Launch the web interface in a new terminal:

python gradio_app.py

browser access http://127.0.0.1:7860The following is an example of how to use it.

Main function operation flow

Function 1: Model initialization

Open Model Settings
Go to WebUI and click "Model Settings".
Connecting to vLLM
Enter the address (e.g. http://127.0.0.1:8000) and the key (token-abc123).
Loading Reward Models
Specify the path (e.g. /model/HuggingFace/sfairXC/FsfairX-LLaMA3-RM-v0.1Click "Initialize" and wait for 1-2 minutes.
Confirmation of readiness
You can continue after the interface prompts "Model ready".
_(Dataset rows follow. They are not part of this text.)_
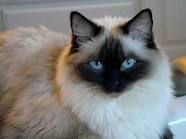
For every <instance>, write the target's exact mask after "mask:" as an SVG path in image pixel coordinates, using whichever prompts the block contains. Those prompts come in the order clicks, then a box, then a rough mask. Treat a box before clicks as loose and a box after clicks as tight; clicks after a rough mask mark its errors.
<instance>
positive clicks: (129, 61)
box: [120, 58, 136, 71]
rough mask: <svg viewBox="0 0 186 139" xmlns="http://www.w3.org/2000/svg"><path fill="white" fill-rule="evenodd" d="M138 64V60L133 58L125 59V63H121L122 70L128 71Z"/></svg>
mask: <svg viewBox="0 0 186 139" xmlns="http://www.w3.org/2000/svg"><path fill="white" fill-rule="evenodd" d="M135 64H136V60H135V59H133V58H127V59H125V60H124V61H123V63H122V64H121V68H120V70H121V71H126V70H128V69H130V68H132V67H134V66H135Z"/></svg>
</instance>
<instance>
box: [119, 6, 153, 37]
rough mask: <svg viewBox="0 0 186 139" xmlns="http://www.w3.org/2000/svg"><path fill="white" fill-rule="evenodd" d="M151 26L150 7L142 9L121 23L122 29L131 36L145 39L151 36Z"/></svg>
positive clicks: (150, 12) (151, 33)
mask: <svg viewBox="0 0 186 139" xmlns="http://www.w3.org/2000/svg"><path fill="white" fill-rule="evenodd" d="M152 26H153V19H152V12H151V10H150V9H144V10H142V11H140V12H139V13H138V14H137V15H136V16H135V17H134V18H132V19H131V20H130V21H128V23H126V24H125V25H123V26H122V30H123V32H124V33H126V34H128V35H130V36H132V37H133V38H139V39H146V38H149V37H152Z"/></svg>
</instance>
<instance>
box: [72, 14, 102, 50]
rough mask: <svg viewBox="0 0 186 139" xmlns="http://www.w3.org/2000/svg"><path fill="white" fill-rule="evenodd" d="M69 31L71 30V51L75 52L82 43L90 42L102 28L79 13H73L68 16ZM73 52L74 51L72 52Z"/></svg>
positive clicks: (96, 35) (99, 32)
mask: <svg viewBox="0 0 186 139" xmlns="http://www.w3.org/2000/svg"><path fill="white" fill-rule="evenodd" d="M70 22H71V30H72V51H73V52H76V51H77V50H78V49H77V48H79V47H80V46H81V44H82V43H83V42H86V41H88V40H91V38H92V37H95V36H97V35H98V34H99V33H100V32H101V30H102V27H101V26H98V25H97V24H96V23H94V22H92V21H90V20H89V19H87V18H86V17H85V16H83V15H82V14H80V13H79V12H76V11H73V12H71V14H70ZM74 50H75V51H74Z"/></svg>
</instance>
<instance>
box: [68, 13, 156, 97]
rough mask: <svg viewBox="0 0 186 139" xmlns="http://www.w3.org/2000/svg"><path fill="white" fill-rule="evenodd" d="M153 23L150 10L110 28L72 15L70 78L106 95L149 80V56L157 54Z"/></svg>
mask: <svg viewBox="0 0 186 139" xmlns="http://www.w3.org/2000/svg"><path fill="white" fill-rule="evenodd" d="M108 24H110V23H109V21H108ZM152 24H153V23H152V14H151V11H150V10H143V11H141V12H140V13H139V14H137V15H136V16H135V17H134V18H133V19H131V20H129V21H127V22H124V21H120V22H117V23H116V24H113V25H110V26H109V27H107V26H104V23H103V24H102V22H99V21H97V23H96V22H93V21H90V20H89V19H87V18H85V17H84V16H83V15H81V14H80V13H78V12H72V13H71V28H72V45H71V47H70V49H69V52H68V55H67V56H66V57H67V58H66V61H67V65H68V66H69V67H70V68H69V69H70V70H71V76H72V77H73V76H74V77H75V78H74V80H77V81H78V82H77V83H80V84H86V85H87V87H94V86H95V87H97V88H98V89H100V90H103V92H104V93H106V94H110V93H122V92H125V90H126V89H127V88H130V87H132V86H133V85H134V83H136V82H139V81H140V80H141V79H145V78H148V76H149V75H150V74H151V70H152V67H153V58H152V57H154V56H153V55H154V53H156V52H157V51H158V48H157V47H156V45H155V43H154V40H153V33H152Z"/></svg>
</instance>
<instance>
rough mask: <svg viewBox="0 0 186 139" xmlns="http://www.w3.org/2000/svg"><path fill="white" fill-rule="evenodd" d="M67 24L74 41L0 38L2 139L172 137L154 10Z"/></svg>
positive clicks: (164, 72)
mask: <svg viewBox="0 0 186 139" xmlns="http://www.w3.org/2000/svg"><path fill="white" fill-rule="evenodd" d="M70 21H71V29H72V36H71V37H68V36H65V35H63V34H60V33H55V32H52V31H50V30H48V29H46V28H45V27H41V28H31V27H30V28H18V29H15V30H13V31H8V32H5V33H1V34H0V139H83V138H84V139H172V138H173V136H172V134H171V132H170V130H169V129H168V124H167V123H168V116H169V109H170V104H171V101H172V98H173V97H172V96H173V89H172V80H171V69H170V65H169V61H168V59H167V57H166V55H165V54H164V52H162V50H161V49H160V48H159V47H158V46H157V45H156V43H155V40H154V36H153V31H152V27H153V19H152V13H151V11H150V9H144V10H142V11H141V12H139V13H138V14H137V15H136V16H135V17H133V18H132V19H128V18H119V17H118V18H116V17H115V18H111V17H105V18H102V19H96V20H94V21H91V20H89V19H87V18H86V17H85V16H83V15H82V14H80V13H78V12H75V11H74V12H71V15H70Z"/></svg>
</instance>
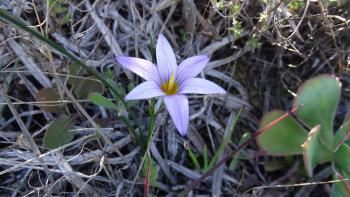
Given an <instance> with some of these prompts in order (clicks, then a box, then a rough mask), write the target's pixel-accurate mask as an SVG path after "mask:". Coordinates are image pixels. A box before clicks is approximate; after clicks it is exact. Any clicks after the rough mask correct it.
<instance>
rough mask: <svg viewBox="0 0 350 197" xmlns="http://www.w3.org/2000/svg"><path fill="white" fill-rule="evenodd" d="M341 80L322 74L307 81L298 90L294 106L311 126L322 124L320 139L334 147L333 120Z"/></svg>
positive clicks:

Function 2: Real-time optimized output

Toggle Optimization Page
Go to "Optimize Settings".
Input Issues
Enter content such as "Touch up this technical document".
runtime optimization
Click "Start Optimization" and the system generates multiple candidate results and iteratively improves them.
Check out the evolutionary process
The results page displays the initial and optimized outputs with progressively higher quality.

Function 3: Script mode optimization

If you are not using the WebUI, you can run a script:

python run.py 
--data_path data/sample.json 
--ip 0.0.0.1 
--port 8000 
--server_model /model/HuggingFace/deepseek-ai/DeepSeek-R1-Distill-Qwen-14B 
--reward_model /model/HuggingFace/sfairXC/FsfairX-LLaMA3-RM-v0.1 
--tpo_mode tpo 
--max_iterations 2 
--sample_size 5

Optimization results are saved to logs/ Folder.
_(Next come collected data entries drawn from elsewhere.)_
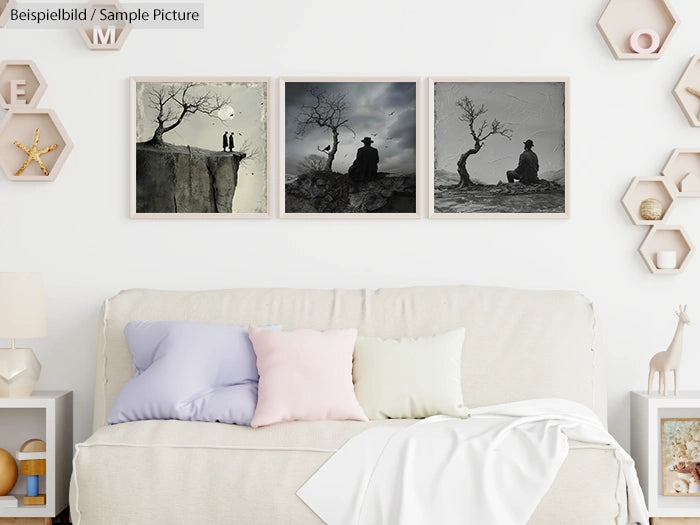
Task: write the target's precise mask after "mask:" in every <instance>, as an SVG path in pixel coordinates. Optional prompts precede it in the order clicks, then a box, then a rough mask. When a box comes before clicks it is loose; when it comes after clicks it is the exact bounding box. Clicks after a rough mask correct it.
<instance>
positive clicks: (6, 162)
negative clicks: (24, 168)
mask: <svg viewBox="0 0 700 525" xmlns="http://www.w3.org/2000/svg"><path fill="white" fill-rule="evenodd" d="M36 130H40V136H39V142H38V144H37V148H38V149H39V150H41V149H43V148H46V147H48V146H51V145H53V144H56V146H57V147H56V148H55V149H54V150H53V151H49V152H47V153H45V154H43V155H41V156H40V159H41V160H42V162H43V163H44V165H45V167H46V170H47V171H48V175H45V174H44V173H42V170H41V168H40V166H39V164H38V163H37V162H31V163H30V164H29V165H28V166H26V169H25V170H24V172H23V173H22V174H21V175H16V173H17V172H18V171H19V169H20V167H21V166H22V165H23V164H24V163H25V161H26V160H27V157H28V155H27V153H25V152H24V151H23V150H22V149H20V148H19V147H18V146H16V145H15V144H14V142H15V141H17V142H19V143H20V144H22V145H23V146H24V147H25V148H27V149H29V150H31V149H32V144H33V142H34V140H35V136H36ZM72 149H73V144H72V142H71V141H70V138H69V137H68V134H67V133H66V130H65V129H63V126H62V125H61V121H60V120H59V119H58V117H57V116H56V114H55V113H54V112H53V111H51V110H50V109H25V110H12V111H10V112H9V113H8V114H7V115H6V116H5V118H4V119H3V121H2V123H0V168H2V170H3V171H4V172H5V175H6V176H7V178H8V179H10V180H12V181H17V182H32V181H40V182H50V181H52V180H54V179H55V178H56V176H57V175H58V173H59V171H60V170H61V167H62V166H63V163H64V162H65V161H66V158H67V157H68V155H69V154H70V152H71V150H72Z"/></svg>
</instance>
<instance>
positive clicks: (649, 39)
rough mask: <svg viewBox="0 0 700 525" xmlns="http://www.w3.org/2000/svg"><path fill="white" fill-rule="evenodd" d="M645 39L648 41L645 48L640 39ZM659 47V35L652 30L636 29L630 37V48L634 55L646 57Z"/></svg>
mask: <svg viewBox="0 0 700 525" xmlns="http://www.w3.org/2000/svg"><path fill="white" fill-rule="evenodd" d="M643 36H644V37H647V39H648V40H649V43H648V45H647V46H646V47H645V46H644V45H642V37H643ZM660 45H661V37H660V36H659V33H657V32H656V31H654V30H653V29H637V30H636V31H635V32H634V33H632V36H631V37H630V48H631V49H632V51H634V52H635V53H639V54H641V55H648V54H649V53H655V52H656V51H657V50H658V49H659V46H660Z"/></svg>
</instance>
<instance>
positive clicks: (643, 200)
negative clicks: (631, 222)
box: [622, 177, 676, 226]
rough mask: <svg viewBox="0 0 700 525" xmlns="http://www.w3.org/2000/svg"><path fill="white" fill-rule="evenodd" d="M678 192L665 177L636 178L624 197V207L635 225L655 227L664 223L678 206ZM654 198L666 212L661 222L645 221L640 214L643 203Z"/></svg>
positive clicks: (664, 214) (657, 221) (661, 216)
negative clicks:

Featured Functions Detailed Description

Say goodbye to fine-tuning and evolve in real time

procedure::
1. Enter the question and the system generates the initial response.
2. Reward model evaluation and feedback to guide the next iteration.
3. After several iterations, the output becomes "smarter" and the quality improves significantly.
dominance: Save time and arithmetic by optimizing at any time without training.

The more you use it, the smarter you get.

procedure::
1. Use the same model multiple times with different inputs for different problems.
2. The system accumulates experience based on each feedback and the output is better tailored to the needs.
dominance: Dynamically learns user preferences for better results in the long run.

caveat

hardware requirementRecommended 16GB or more of video memory, multiple GPUs need to ensure that resources are free and available. export CUDA_VISIBLE_DEVICES=2,3 Designation.
Problem solving: When the video memory overflows, lower the sample_size or check GPU occupancy.
Community Support: See the GitHub README or Issues for help.